Mohammad has been a GE man for over 30 years. During the briefing he explained how he was all set to retire from the company but put his plans on hold when the GE Additive opportunity came knocking and it’s easy to understand why. Mohammad’s enthusiasm for the technology is palpable, describing it as a “totally different game” for the manufacturing industry after first coming into contact with it in 2007 and then in 2011 when working on the LEAP engine in one of those Eureka moments you hear about when the team was so excited they stayed at the office all night. Now he's passionate about the ways in which GE can take the technology further.
“We want to make sure we can continue to print larger and larger parts, more and more accuracy, faster speeds,” Mohammad continued. “It’s all about speed size and ability to change the game and I believe that AM is transformational, it will be the next industrial revolution, I truly believe it.”

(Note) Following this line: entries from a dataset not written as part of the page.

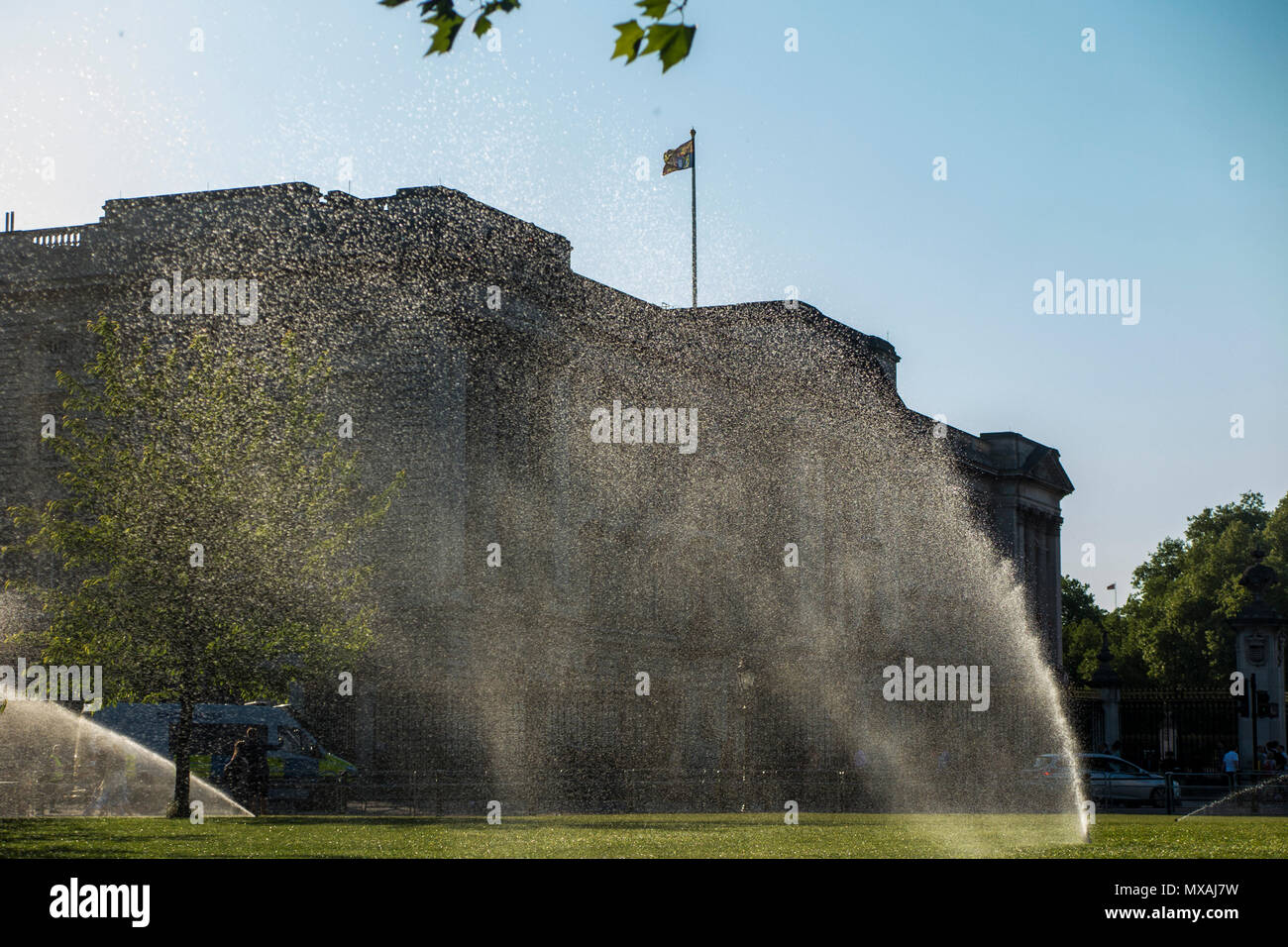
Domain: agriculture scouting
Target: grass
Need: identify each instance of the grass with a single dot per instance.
(651, 836)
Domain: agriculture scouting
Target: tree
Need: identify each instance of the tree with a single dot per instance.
(1186, 591)
(670, 42)
(209, 526)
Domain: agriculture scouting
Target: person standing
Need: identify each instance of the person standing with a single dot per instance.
(1232, 767)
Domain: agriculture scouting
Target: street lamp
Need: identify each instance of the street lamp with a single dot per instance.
(746, 682)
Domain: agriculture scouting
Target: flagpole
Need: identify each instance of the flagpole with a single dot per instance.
(694, 180)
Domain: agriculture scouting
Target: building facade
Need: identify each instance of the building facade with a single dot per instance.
(475, 359)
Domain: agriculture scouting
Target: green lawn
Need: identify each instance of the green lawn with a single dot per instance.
(695, 835)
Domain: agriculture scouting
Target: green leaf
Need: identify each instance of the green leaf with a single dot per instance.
(671, 42)
(445, 33)
(629, 40)
(653, 8)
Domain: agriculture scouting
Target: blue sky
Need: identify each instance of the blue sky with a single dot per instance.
(814, 171)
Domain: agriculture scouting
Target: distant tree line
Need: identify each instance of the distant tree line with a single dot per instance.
(1172, 629)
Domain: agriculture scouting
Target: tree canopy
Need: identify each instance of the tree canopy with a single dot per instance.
(1172, 629)
(209, 526)
(671, 43)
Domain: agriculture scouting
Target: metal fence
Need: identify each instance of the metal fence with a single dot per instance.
(1164, 728)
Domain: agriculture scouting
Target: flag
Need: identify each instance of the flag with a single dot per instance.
(678, 158)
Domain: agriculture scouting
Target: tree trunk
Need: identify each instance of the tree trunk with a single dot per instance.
(181, 742)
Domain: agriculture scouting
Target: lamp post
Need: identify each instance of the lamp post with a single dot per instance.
(746, 682)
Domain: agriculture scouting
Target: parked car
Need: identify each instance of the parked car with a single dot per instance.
(1107, 779)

GE has invested significantly in AM technologies building dedicated facilities across the globe focussed on R&D, metal powders, machines, engineering and production. It already has 12 Arcam machines running non-stop at Avio Aero and is planning on pushing additive in all verticals of the business such as power, medical and automotive, to find out where it can add real value.
Mohammad’s keynote address at formnext (available to listen to in full here) centred on “accelerating the additive revolution”, which for some will be a contradiction to the epiphany that additive hasn’t exactly been the industrial revolution it set out to be. Yet with increased investment and GE’s credentials, maybe being bold is a good thing and a welcome reminder about how revolutionary additive can be when used effectively. As deals are finalised and investments are put into action, GE Additive will certainly be one to keep a close eye on over the coming months.